We estimated what would happen to the average workload of radiologists if
the annual requirements for interpretive volume were increased and required
radiologists to interpret
1,000 (or
2,000) mammograms annually
(Table 1). Currently,
radiologists interpret a mean of eight mammograms per workday and 39
mammograms per week, with relatively small differences between urban and rural
practices (urban weekly volume, 44 mammograms; rural weekly volume, 29
mammograms).
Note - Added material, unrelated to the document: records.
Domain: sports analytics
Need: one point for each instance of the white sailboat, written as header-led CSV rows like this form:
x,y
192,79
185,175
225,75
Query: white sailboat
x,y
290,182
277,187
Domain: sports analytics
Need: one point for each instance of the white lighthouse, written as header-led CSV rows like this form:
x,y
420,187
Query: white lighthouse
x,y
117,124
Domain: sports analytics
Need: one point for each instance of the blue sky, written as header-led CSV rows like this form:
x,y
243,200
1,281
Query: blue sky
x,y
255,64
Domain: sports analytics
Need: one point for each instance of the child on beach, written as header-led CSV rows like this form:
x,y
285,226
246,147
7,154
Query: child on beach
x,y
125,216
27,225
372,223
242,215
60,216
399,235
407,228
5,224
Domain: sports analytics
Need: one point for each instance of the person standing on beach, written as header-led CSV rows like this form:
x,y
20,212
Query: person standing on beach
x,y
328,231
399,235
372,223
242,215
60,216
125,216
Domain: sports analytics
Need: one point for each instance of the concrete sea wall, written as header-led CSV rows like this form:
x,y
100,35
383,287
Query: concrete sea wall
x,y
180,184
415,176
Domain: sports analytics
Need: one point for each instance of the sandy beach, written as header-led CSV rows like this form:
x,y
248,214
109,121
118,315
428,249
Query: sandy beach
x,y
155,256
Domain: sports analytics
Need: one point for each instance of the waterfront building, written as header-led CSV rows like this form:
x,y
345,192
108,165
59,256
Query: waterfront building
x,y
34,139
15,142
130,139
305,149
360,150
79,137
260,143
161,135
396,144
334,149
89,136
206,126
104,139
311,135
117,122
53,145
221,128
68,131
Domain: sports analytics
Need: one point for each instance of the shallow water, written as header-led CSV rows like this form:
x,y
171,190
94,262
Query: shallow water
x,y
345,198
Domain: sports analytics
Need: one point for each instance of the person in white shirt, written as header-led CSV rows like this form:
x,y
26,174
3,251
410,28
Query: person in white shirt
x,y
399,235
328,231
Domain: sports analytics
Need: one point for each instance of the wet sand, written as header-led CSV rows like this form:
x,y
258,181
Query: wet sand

If the minimum were raised to 1,000 mammograms per year (a
doubling of the current FDA requirement), approximately a quarter of
radiologists would no longer be certified at their current workload, and if
the low-volume radiologists stopped interpreting mammograms, the workload of
the remaining radiologists would increase by about a third (to 10 mammograms
per day and 51 mammograms per week). If the requirement were increased to
2,000 mammograms annually, 35% of radiologists in urban locations, yet nearly
half (48%) of radiologists in rural locations, would not interpret enough
mammograms to qualify to interpret mammography. Thus the remaining
mammographers would have to increase their volumes substantially to maintain
capacity, and this effect would be most dramatic in rural locations. To
maintain mammographic capacity, urban mammographers would need to interpret 27
mammograms per day and 133 per week, whereas rural mammographers would need to
read 53 mammograms per day and 263 mammograms per week.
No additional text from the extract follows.